Arbitration can also bring finality. Sometimes for the better, a decision on a binding arbitration cannot be appealed or overturned in the absence of a showing of extraordinary circumstances (for example, fraud, bias or other inappropriate actions on the part of the arbitrator). Thus, once a decision is rendered, the case is over. The losing party will typically not be able to appeal (which can make the matter drag on for years and years).
back to top
What are some of the drawbacks of arbitration?

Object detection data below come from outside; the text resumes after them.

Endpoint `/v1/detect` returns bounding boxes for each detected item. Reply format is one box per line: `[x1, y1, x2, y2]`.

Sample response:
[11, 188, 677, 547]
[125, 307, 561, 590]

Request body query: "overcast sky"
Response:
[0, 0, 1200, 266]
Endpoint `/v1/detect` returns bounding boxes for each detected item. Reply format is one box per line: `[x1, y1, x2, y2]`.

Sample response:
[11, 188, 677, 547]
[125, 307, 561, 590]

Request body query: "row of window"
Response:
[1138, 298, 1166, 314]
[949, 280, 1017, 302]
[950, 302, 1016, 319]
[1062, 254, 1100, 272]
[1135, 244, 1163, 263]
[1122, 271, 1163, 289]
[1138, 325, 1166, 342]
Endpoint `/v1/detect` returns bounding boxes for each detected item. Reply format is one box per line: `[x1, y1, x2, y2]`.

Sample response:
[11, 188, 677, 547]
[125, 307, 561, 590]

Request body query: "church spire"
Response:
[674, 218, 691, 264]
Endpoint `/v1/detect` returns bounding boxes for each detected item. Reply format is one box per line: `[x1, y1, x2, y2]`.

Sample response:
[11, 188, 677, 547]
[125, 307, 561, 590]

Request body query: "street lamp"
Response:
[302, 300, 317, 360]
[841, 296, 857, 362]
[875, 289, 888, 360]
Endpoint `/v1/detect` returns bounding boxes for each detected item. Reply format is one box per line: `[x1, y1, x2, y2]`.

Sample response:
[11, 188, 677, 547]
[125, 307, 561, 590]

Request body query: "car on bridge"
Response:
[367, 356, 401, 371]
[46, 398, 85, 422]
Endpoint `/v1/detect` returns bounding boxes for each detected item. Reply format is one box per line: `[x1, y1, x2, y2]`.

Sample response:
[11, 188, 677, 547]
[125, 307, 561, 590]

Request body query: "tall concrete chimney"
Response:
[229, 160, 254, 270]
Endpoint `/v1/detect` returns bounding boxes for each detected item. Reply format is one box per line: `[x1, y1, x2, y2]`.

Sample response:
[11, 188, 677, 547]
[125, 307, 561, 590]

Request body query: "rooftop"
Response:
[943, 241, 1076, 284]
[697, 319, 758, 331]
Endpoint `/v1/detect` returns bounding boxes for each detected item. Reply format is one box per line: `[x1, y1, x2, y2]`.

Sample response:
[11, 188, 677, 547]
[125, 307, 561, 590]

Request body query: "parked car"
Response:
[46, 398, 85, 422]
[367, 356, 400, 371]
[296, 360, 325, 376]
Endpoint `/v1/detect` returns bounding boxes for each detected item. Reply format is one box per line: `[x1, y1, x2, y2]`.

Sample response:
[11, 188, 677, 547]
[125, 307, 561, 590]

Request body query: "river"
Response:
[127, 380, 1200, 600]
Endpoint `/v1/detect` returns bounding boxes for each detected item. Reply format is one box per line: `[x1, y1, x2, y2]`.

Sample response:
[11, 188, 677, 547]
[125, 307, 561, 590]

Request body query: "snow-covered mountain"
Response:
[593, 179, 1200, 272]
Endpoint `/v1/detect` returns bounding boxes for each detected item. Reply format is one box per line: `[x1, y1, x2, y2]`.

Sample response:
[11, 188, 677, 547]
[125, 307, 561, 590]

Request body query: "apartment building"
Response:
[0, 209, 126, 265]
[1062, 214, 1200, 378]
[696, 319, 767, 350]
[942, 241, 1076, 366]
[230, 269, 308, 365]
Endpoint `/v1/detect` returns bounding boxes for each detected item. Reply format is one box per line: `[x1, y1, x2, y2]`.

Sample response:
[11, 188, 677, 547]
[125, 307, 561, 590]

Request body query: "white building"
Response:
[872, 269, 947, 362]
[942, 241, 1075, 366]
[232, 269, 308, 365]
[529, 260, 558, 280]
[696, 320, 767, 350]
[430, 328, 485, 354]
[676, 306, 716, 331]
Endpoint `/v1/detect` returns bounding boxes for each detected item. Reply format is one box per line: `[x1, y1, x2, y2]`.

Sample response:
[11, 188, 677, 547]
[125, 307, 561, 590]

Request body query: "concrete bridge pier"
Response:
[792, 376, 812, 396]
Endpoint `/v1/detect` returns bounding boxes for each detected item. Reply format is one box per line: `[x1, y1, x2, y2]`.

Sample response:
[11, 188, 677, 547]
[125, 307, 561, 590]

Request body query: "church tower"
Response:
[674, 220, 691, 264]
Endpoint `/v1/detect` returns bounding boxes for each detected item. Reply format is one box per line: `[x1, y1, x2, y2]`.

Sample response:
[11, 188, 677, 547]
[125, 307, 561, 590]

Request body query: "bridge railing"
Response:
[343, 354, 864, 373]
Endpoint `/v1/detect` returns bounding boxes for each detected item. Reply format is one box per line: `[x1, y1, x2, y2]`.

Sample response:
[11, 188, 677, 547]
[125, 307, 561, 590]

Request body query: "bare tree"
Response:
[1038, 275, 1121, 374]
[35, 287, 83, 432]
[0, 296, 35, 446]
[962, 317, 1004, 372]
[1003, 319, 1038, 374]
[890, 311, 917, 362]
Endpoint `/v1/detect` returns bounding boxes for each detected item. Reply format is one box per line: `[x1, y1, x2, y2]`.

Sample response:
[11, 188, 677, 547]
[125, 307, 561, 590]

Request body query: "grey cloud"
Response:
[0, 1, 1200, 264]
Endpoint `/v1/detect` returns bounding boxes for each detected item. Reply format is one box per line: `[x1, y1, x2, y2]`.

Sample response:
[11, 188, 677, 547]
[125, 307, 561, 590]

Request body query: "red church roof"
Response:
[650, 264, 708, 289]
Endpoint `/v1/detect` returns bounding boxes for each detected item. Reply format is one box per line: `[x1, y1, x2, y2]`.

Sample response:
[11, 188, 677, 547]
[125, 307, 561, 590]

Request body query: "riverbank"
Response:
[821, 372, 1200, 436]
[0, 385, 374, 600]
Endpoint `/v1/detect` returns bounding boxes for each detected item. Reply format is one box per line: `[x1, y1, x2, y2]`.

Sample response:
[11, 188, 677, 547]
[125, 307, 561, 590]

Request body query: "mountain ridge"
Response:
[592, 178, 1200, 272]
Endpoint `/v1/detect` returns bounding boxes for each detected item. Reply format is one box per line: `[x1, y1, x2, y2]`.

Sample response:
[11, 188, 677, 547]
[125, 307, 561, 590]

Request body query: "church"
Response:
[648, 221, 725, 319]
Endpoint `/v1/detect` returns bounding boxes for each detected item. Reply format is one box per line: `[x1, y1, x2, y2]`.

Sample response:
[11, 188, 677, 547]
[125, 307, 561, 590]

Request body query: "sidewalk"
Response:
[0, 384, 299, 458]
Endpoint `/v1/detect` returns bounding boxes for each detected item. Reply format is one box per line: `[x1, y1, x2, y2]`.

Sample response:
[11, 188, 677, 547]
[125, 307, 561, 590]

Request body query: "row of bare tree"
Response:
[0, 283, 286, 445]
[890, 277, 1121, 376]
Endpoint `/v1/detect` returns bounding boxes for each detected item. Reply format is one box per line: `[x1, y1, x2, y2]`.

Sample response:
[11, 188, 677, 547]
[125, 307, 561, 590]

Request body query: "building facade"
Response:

There are no guarantees that arbitration will be a fair process. As noted, once a decision is rendered in a binding arbitration, the parties are generally stuck with that decision. Without the right to appeal, there is always the risk of being subject to the whims and prejudices of the arbitrator. Overall, this is probably the biggest drawback to the arbitration process.
Identifying other drawbacks will typically depend upon which side of the fence you are on. For example, if a party were concerned about a large jury verdict in the event a dispute ever arose, that party would negotiate for an arbitration clause so as to keep things out of court if a dispute happens to arise. For example, in view of the potential for a large jury verdict on a wrongful termination case, this might explain why an employer would want an arbitration clause in an employment contract. Given the potential for a large jury award on a malpractice action, this would also help to explain why a medical provider would want a patient to sign an arbitration clause.
Ironically enough, the rationale for having an arbitration clause in the first place may actually encourage parties to fight about something where a dispute otherwise could have been avoided. In the absence of an arbitration clause, the parties may be more inclined to compromise rather than pursue an expensive lawsuit. If arbitration is an option, though, there may not be the same deterrents and the parties may simply elect to fight about something rather than try to work out their differences more informally.